Major segments of Interstate 610 are known as the North Loop, the South Loop, the East Loop, and the West Loop. The North Loop runs from U.S. Highway 290 to U.S. Highway 90. The East Loop runs from Highway 90 to State Highway 225. The West Loop runs from Highway 290 to the South Post Oak Road spur, and the South Loop runs from South Post Oak Road to Highway 225. Sometimes, a direction name is added as a suffix to denote a more specific part of a portion of the loop and this does not denote the direction of traffic flow. For example:
- North Loop West Freeway refers to the portion of the North Loop between Highway 290 and Interstate 45. North Loop East refers to the portion between Interstate 45 and Highway 90.
- East Loop North Freeway refers to the portion of the East Loop between Highway 90 and Interstate 10. East Loop South refers to the portion between Interstate 10 and State Highway 225.
- South Loop East Freeway refers to the portion of the South Loop between State Highway 225 and State Highway 288. South Loop West refers to the portion between State Highway 288 and the South Post Oak Road spur.
- West Loop South Freeway refers to the portion of the West Loop between the South Post Oak Road spur and Buffalo Bayou (which is just south of Interstate 10). West Loop North refers to the portion between Buffalo Bayou and Highway 290.
The concept of building a bypass highway around Houston was first proposed in 1931, but plans did not begin to formalize until 1941. The loop was initially proposed to transport troops and materials around the city.

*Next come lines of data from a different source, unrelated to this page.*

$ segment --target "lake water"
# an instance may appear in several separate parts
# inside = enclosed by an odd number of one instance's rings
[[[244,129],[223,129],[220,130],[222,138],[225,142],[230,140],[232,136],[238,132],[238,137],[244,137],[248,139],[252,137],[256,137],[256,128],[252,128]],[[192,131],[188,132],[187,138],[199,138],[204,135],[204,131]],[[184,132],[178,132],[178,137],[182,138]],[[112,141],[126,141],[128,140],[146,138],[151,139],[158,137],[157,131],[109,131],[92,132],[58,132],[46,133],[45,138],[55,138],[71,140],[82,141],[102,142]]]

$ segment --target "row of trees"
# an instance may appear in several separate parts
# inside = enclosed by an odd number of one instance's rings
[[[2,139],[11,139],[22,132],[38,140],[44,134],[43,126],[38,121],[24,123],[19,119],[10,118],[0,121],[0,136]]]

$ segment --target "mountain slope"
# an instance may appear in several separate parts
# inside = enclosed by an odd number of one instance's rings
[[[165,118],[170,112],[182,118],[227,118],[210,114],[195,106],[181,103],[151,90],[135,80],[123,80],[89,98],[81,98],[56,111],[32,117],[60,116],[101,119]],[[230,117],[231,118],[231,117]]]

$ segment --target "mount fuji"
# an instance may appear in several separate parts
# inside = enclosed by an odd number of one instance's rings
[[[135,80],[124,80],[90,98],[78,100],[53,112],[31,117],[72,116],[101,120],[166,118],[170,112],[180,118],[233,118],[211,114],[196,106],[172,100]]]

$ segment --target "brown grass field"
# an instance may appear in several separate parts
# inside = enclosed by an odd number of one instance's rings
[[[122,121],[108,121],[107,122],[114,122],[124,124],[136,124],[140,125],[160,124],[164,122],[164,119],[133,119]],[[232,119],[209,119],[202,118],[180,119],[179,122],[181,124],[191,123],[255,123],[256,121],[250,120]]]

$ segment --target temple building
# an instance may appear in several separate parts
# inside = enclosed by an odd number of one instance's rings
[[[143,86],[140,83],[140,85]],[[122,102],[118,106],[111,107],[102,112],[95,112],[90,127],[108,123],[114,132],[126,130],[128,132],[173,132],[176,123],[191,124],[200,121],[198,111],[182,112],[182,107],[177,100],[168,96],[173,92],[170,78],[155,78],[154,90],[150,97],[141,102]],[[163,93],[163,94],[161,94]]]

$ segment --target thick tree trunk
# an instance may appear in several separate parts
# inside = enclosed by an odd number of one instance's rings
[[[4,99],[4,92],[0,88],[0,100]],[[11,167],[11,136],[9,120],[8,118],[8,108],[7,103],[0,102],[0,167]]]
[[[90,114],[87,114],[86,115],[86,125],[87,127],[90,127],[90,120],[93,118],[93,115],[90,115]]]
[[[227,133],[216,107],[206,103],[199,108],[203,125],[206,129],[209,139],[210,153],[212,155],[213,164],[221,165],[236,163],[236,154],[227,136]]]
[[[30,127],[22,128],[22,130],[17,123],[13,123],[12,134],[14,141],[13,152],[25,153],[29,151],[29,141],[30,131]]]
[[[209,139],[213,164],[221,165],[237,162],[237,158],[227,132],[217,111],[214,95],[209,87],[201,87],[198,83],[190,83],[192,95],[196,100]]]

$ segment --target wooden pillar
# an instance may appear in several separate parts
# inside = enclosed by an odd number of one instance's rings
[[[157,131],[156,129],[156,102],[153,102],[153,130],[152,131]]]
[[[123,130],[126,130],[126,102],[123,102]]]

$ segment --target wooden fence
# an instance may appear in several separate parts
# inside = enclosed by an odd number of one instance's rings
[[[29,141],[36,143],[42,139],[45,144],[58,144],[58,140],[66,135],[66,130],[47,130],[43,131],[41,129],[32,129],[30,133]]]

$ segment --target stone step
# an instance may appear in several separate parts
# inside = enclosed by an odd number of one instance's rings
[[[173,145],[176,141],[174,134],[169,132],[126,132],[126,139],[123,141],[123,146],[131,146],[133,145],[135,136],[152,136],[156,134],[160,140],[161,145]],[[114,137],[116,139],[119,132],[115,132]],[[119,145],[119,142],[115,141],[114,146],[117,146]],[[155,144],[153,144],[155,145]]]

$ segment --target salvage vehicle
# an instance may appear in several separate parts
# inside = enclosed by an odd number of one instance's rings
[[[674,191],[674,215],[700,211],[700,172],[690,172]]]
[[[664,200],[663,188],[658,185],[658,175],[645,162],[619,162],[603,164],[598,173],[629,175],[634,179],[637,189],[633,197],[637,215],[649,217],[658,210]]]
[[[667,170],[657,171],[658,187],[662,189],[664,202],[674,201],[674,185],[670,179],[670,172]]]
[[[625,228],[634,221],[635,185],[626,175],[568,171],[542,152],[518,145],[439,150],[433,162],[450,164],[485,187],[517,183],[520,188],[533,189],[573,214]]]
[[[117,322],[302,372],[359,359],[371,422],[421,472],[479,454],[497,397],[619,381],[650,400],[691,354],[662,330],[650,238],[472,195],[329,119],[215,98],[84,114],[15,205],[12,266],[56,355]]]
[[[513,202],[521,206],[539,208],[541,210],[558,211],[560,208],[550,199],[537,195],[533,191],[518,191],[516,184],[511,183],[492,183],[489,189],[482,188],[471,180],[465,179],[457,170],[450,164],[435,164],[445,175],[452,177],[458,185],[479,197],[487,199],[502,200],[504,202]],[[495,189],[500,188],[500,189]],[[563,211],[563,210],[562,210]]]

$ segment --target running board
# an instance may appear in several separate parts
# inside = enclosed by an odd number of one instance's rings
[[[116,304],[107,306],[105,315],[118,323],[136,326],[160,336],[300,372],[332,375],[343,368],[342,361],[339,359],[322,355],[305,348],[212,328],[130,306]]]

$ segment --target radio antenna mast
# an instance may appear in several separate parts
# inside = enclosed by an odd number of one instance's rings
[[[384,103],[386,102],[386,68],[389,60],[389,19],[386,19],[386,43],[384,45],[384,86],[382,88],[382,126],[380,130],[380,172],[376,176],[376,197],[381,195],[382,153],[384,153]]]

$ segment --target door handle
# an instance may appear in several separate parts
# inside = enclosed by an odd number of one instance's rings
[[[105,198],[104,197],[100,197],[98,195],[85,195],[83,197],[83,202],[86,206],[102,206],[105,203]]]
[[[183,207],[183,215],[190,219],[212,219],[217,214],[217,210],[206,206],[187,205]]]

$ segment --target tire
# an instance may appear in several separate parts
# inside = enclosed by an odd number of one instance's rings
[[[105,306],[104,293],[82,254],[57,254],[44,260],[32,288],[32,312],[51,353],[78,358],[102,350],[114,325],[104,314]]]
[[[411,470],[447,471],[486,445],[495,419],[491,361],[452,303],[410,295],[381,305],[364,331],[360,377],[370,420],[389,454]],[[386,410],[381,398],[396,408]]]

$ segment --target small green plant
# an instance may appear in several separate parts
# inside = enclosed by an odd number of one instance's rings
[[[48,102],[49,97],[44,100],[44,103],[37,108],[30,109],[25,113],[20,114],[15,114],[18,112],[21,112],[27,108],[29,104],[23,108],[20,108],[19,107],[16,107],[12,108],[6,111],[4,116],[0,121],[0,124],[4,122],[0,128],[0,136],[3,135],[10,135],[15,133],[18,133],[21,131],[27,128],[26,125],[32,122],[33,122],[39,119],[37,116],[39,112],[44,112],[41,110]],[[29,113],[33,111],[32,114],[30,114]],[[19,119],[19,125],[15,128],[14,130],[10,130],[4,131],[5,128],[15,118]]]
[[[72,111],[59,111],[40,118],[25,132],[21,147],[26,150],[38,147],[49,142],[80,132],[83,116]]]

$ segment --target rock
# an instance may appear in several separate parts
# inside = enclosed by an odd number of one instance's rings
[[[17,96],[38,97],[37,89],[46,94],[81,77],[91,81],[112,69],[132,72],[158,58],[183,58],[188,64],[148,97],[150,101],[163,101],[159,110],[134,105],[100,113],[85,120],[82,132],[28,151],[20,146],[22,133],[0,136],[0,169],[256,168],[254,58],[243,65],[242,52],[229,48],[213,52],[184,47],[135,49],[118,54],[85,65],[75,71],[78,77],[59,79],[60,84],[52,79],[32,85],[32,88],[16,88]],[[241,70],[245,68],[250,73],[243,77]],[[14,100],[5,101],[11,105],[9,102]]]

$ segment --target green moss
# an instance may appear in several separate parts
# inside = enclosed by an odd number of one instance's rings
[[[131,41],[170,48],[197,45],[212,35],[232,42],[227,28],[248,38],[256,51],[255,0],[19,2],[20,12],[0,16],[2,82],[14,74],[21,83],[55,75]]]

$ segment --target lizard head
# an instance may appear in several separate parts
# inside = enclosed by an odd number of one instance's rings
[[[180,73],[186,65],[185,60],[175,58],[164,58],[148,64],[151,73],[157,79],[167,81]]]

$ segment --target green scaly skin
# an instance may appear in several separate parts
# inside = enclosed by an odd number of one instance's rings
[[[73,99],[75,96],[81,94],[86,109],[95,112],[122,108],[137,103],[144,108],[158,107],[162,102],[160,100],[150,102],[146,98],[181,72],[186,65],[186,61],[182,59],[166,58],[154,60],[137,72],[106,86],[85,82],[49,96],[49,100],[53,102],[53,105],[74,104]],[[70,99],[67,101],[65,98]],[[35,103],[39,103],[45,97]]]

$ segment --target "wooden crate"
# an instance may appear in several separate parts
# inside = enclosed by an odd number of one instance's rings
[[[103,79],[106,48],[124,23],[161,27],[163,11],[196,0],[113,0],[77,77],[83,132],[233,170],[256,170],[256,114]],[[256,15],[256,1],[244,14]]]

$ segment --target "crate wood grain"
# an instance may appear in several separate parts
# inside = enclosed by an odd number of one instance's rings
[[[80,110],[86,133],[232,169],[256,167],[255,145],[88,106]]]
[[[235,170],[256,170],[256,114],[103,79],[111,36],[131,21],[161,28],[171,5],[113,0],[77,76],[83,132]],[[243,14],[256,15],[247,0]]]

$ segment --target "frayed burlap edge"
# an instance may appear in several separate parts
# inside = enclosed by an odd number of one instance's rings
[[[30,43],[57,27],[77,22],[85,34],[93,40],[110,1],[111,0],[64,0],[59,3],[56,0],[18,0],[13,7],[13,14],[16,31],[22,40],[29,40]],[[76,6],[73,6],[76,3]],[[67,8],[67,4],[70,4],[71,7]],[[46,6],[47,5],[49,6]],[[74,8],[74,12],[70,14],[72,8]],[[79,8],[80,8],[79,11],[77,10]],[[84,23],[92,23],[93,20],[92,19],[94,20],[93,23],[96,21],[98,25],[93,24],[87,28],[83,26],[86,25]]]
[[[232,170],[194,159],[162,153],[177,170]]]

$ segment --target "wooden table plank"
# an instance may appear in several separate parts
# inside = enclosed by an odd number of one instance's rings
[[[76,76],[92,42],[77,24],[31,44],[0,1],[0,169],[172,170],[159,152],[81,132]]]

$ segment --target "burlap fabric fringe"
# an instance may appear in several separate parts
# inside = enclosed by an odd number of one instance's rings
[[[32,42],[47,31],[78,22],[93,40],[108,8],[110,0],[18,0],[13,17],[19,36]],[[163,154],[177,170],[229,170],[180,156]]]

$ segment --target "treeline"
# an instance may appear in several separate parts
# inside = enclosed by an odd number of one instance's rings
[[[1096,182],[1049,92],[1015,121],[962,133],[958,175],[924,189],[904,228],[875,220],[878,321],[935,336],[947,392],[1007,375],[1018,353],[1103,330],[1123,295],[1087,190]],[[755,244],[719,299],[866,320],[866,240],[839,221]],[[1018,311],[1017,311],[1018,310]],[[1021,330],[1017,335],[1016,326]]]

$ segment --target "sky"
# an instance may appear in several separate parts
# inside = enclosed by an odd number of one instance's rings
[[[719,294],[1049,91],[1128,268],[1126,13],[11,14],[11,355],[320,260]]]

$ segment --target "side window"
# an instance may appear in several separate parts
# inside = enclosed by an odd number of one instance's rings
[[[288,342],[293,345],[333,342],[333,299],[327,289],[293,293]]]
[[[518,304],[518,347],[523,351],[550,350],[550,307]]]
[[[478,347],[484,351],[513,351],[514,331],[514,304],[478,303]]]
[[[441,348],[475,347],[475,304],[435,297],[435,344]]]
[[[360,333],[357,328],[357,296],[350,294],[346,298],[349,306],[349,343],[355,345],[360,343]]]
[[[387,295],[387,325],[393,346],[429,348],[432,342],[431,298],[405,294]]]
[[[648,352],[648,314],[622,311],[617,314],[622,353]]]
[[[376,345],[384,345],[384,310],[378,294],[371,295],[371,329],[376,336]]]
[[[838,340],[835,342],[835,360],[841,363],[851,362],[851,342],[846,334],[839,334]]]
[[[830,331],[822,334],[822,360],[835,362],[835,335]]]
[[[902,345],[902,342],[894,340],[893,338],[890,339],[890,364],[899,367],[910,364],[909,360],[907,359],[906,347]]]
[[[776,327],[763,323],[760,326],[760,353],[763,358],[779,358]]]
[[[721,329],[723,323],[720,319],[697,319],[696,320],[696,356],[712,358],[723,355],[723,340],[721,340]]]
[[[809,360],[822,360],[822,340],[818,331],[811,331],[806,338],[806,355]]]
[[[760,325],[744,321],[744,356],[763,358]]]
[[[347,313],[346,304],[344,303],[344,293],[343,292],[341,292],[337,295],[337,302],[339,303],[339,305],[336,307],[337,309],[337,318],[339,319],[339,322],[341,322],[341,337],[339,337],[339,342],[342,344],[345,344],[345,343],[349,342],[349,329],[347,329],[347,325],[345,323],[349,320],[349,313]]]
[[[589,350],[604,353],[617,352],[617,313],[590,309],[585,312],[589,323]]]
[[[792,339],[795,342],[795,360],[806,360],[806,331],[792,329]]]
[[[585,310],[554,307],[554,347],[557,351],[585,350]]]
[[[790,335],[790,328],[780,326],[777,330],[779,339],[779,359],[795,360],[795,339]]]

On May 3, Harris County voters approved a bond to build the “Defense Loop”. It was officially designated as Loop 137 in 1942, and the North Loop was approved by the Texas Transportation Commission. World War II delayed construction of the Loop until the 1950s.
In July 1953, the city of Houston asked the Texas Transportation Commission to include 2 new sections of Loop 137 (the West Loop and the South Loop) as part of the state’s highway system. It was initially rejected, but in October 1954, the North Loop was upgraded to a freeway, and the West and South Loops were approved as freeways.
When the Interstate Highway system was authorized in 1956, the then C-shaped Loop 137 (now designated Interstate 610) was adopted into the plan. The East Loop would not be approved until 1960. That segment was finished in 1973 with the opening of the Sidney Sherman Bridge over the Houston Ship Channel.
Construction on the North Loop began in 1950. Construction was sporadic throughout the 1950s and 1960s. It was completed in 1976 with the interchange that connects Loop 610 to Interstate 10 east of Houston.
In the early 1990s, TxDOT proposed a widening project for the West Loop, which at the time was the busiest freeway in Houston. One of the proposals was for a dual-dual freeway with a total of 24 lanes in some places, which would have made it the widest freeway in the world. Amid vocal opposition and little apparent support, the plans for expansion were cancelled.
In the late 1990s, the need to repave and reconstruct portions of the West Loop became evident. The reconstruction project was approved, but only as a “no-capacity-added” project; only safety and structural improvements could be made.However, some Houston residents have noted that merging lanes and exit ramps are particularly long and in effect, serve as additional lanes.
As of 2014, the segment of the West Loop from the Katy Freeway to the Southwest Freeway is ranked by TxDOT as the most congested roadway in the state, based on annual hours of delay per mile.